There’s plenty at stake Saturday when Oregon State and Washington State collide in a primetime broadcast on FOX. Both teams are ranked, undefeated and have their sights on a berth in the Pac-12 championship game.
That’s all fine and dandy. But what’s really on the line for the two schools left behind in the realignment game?
It doesn’t matter which team wins. Rather, the caliber of play matters. The TV ratings matter. The lasting impression matters as the Beavers and Cougars link arms and plot a future together.
“People can watch these teams and say, ‘They play like power conference schools, but they aren’t going to be a part of it, really?” an industry source said. “So in that case, what does it really mean to be a Power Five school? These teams aren’t, but Vanderbilt is. Boston College is. So what am I missing?”
WSU and OSU believe the only thing missing is their presence in one of the power conferences.
The Cougars have been bowl eligible for seven consecutive seasons (excluding 2020) and have drawn a larger TV audience in the playoff era than any of the schools headed to the Big 12.
The Beavers won 10 games last season, thumped Florida in the Las Vegas Bowl and are ranked just below Alabama, and just above Oklahoma, in the AP poll.
“When you talk about what Saturday means,” WSU athletic director Pat Chun said Thursday, “it’s college football at its highest level.
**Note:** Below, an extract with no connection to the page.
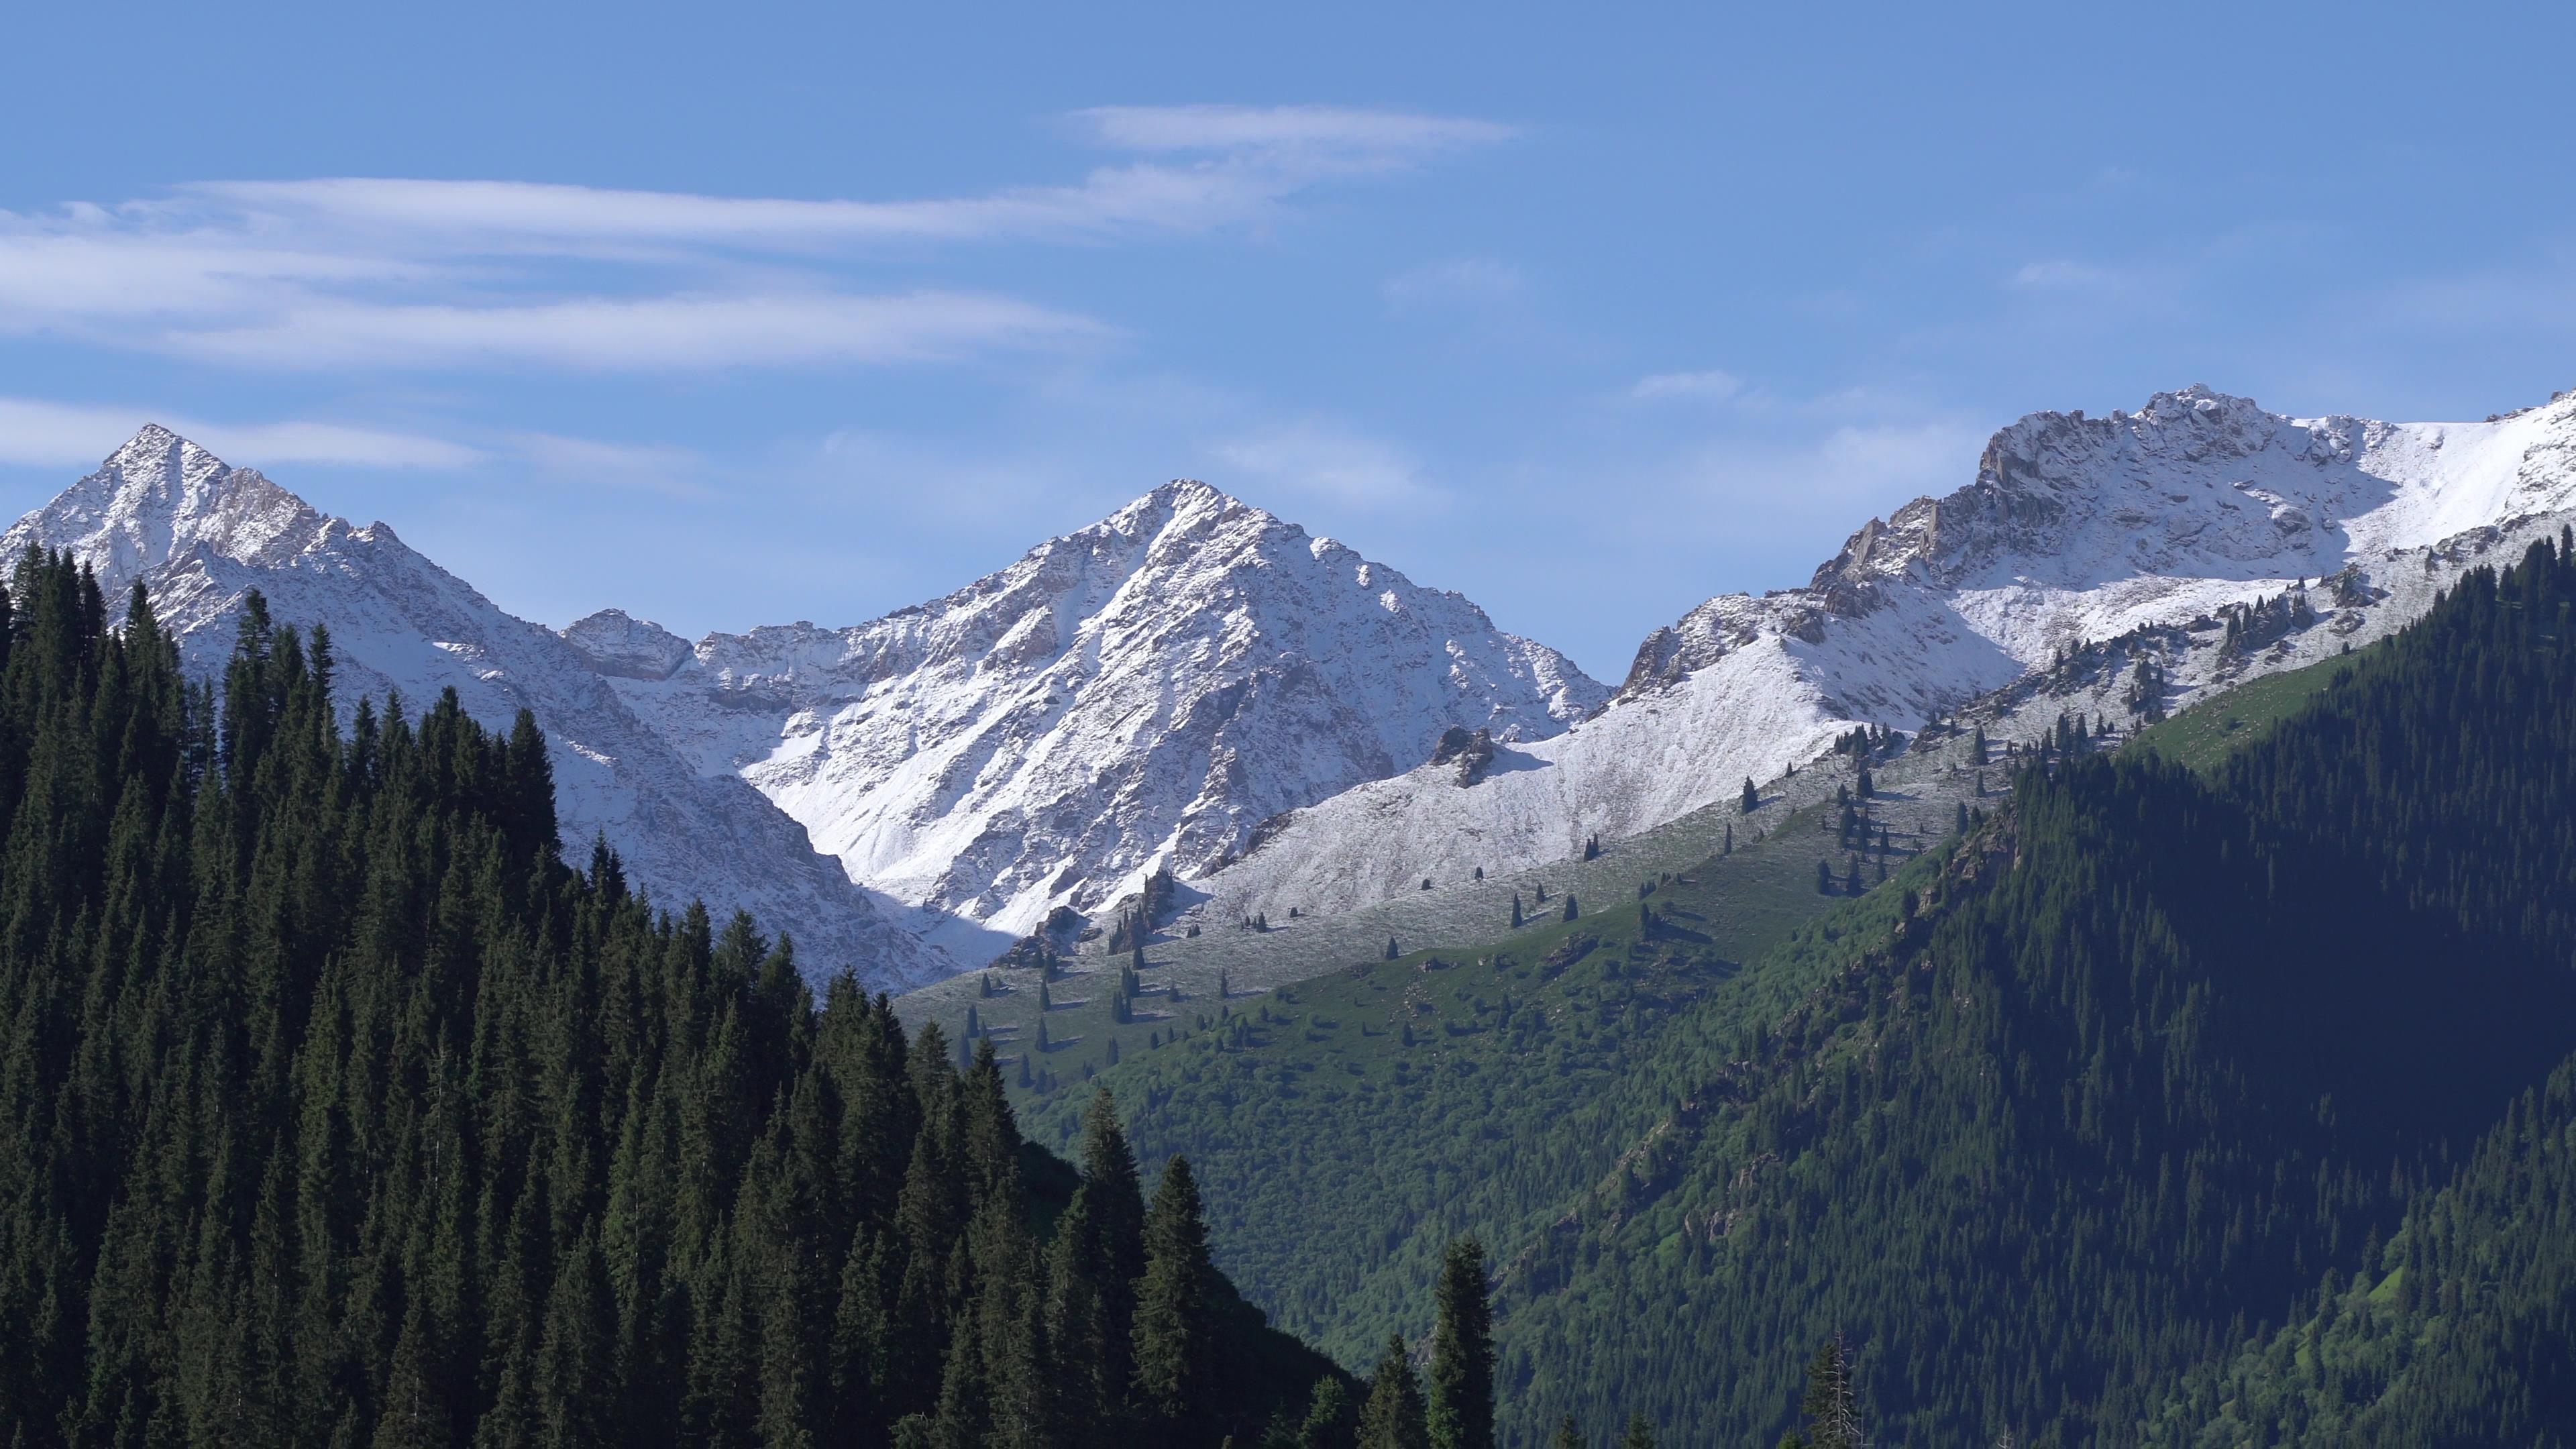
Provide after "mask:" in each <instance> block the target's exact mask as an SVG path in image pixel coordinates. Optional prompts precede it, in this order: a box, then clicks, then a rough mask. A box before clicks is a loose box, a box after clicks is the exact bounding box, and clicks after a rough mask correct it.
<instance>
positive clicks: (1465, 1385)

And it’s inexplicable that these two programs are in this situation.”
The Beavers and Cougars took the Pac-12 to court earlier this month to determine the makeup of the governing board and gain access to important financial documents.
Once clarity emerges, they will select one of two paths:
— Join the Mountain West in a standard expansion move, the same way Washington and Oregon are joining the Big Ten next summer.
— Attempt to rebuild the Pac-12 with schools from the Mountain West and possibly other Group of Five leagues.
The renovation project carries more uncertainty but is potentially more lucrative, depending on the assets remaining in the Pac-12.
Other questions remain unresolved.
Would a rebuilt conference maintain its Power Five status for College Football Playoff access and revenue?
Would it remain an Autonomy Five conference — an NCAA designation — for legislative matters?
Would it attract a respectable media rights deal?
Competitive forces across the college football landscape are stacked against WSU and OSU on each issue.
On-field success matters — not just Saturday but throughout the season.
If the teams challenge for the Pac-12 title, hold their spots in the top-25 rankings and participate in marquee games, their case for respect and cash strengthens.
This Saturday is about every Saturday for years to come.